Un parco giochi davanti al mare che non sarà solo uno spazio per scivoli, altalene castelli e arrampicate per i bimbi, ma un luogo di aggregazione per tornare a essere comunità, a parlare tra di noi. Dalla comunità nascono poi le idee per risollevare le nostre sorti sociali, prima che economiche, e mettere in moto quel treno che in Calabria non è mai più partito da molti anni e che si chiama turismo, che si chiama eccellenza ortofrutticola, che si chiama enogastronomia. Parole di una semplicità elementare, come semplice ed umile è il suo atteggiamento – una caratteristica che accomuna sempre i veri “grandi” – quelle di Domenico Menniti, amministratore delegato del notissimo brand internazionale Harmont & Blaine, abbigliamento informale di lusso caratterizzato dal celebre logo del “bassotto”. Menniti è napoletano d’adozione ma nato e cresciuto qui, dove ha lasciato un bel pezzo di anima e dove ritorna appena può, nella sua casa-buen retiro tra Montauro e Pietragrande. Tanto che ha accettato subito di buon grado la richiesta di Leo Procopio, sindaco di Montauro, di finanziare il parco-giochi e riqualificare all’insegna dell’aggregazione familiare l’area nord del lungomare. Alla cerimonia presenti anche il vescovo Mons. Vincenzo Bertolone che ha tagliato il nastro insieme a Menniti e alla sua mamma, un nutrito drappello di sindaci del comprensorio, da Satriano a Montepaone, il presidente della provincia Enzo Bruno, il consigliere regionale Arturo Bova e il massimo rappresentante della Compagnia dei carabinieri, il capitano Saverio Sica.

Il taglio del nastro
Il taglio del nastro

“Sono nato nell’agiatezza, mio padre a Isca sullo Ionio faceva l’avvocato ma avevamo anche molta terra. Tutto cambiò in un attimo, però, quando lui morì prematuramente lasciandomi appena adolescente”. Un trauma enorme che il giovane Domenico, Mimmo per amici e familiari, si porta dentro anche quando la mamma, felicemente risposatasi in seguito, ricostituisce un sereno e sano nucleo familiare intorno al ragazzino, trasferendolo a Napoli. “Una cosa che mi ha salvato è stato lo sport: ho praticato la pallacanestro a Catanzaro fino al V° ginnasio e poi a Napoli dove sedicenne ho esordito in serie A – racconta Menniti – ottenendone soddisfazione, sana competizione, insegnamento”. Un mix che nella vita gli è servito, visto che praticamente dal nulla ha creato insieme ai fratelli e alcuni soci una delle griffe made in Italy più apprezzate a livello internazionale, presente in settanta paesi nel mondo, con 600 dipendenti diretti e oltre il doppio di indotto, in attesa di quotazione in borsa.

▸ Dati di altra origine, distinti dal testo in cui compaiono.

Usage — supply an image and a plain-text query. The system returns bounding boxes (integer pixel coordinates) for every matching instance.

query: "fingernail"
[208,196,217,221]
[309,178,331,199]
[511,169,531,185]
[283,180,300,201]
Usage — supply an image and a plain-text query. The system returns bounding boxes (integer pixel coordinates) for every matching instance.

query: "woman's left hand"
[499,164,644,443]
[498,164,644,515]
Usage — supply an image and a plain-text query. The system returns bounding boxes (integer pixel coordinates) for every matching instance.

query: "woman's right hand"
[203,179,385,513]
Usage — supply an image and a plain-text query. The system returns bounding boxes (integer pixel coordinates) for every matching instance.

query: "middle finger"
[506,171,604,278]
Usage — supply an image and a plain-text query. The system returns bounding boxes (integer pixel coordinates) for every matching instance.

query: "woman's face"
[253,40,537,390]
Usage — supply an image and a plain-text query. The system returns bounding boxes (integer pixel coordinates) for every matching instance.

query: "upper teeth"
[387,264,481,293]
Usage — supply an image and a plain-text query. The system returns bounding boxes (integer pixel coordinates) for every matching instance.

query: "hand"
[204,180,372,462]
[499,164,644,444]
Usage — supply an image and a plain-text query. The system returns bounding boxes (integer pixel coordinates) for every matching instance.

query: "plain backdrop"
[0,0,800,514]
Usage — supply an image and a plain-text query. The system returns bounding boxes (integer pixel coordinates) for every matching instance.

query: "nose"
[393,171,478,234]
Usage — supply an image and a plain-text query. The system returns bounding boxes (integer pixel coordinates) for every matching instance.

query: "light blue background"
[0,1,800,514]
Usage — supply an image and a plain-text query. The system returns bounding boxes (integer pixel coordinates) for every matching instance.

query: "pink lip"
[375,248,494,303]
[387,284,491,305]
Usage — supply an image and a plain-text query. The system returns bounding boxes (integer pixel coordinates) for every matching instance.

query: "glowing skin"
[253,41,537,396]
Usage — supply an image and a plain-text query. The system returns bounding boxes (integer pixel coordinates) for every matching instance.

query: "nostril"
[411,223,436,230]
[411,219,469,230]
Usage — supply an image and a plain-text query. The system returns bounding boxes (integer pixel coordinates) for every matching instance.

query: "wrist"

La targa a memoria dell'avvocato Giuseppe Menniti, papà di Domenico
La targa a memoria dell’avvocato Giuseppe Menniti, papà di Domenico

“I fondi di investimento stranieri che hanno chiesto di entrare nel capitale societario si stupiscono della nostra ferma volontà di restare in Italia. Alle loro domande io spesso non so opporre un solo argomento, dalle tasse ai servizi, dal costo del lavoro alle infrastrutture: tutto sembra marciare contro noi imprenditori, e qui al Sud questo è amplificato dalla preponderanza di un settore pubblico attraverso il quale spesso si è pensato di creare posti di lavoro-ammortizzatori sociali, con il micidiale metodo delle amicizie clientelari”, osserva Menniti, secondo il quale “è fondamentale mantenere gli investimenti italiani in Italia prima ancora che pensare ad attrarre investimenti esteri”. “Tutto questo adesso è finito: la p.a. non può più assumere: dobbiamo rimboccarci le maniche noi, e sia che si viva a Montauro, sia che si viva a Napoli o a Milano, cominciare a inventarci da soli la nostra salvezza, a investire sulla nostra formazione e creatività, senza più sperare in posti pubblici o scorciatoie, iniziando a pulire il nostro uscio di casa”, è l’appello di Menniti. Che proprio alla memoria di quel grande e rimpianto papà, l’avvocato Giuseppe Menniti, ha voluto intitolare il nuovo parco giochi, dedicato “ai giocattoli più semplici, quelli che anche il bambino più piccolo riesce a usare, e che vengono chiamati nonni”. Quel nonno che le sue figlie non hanno potuto conoscere, quel nonno che i suoi nipoti hanno la fortuna di avere.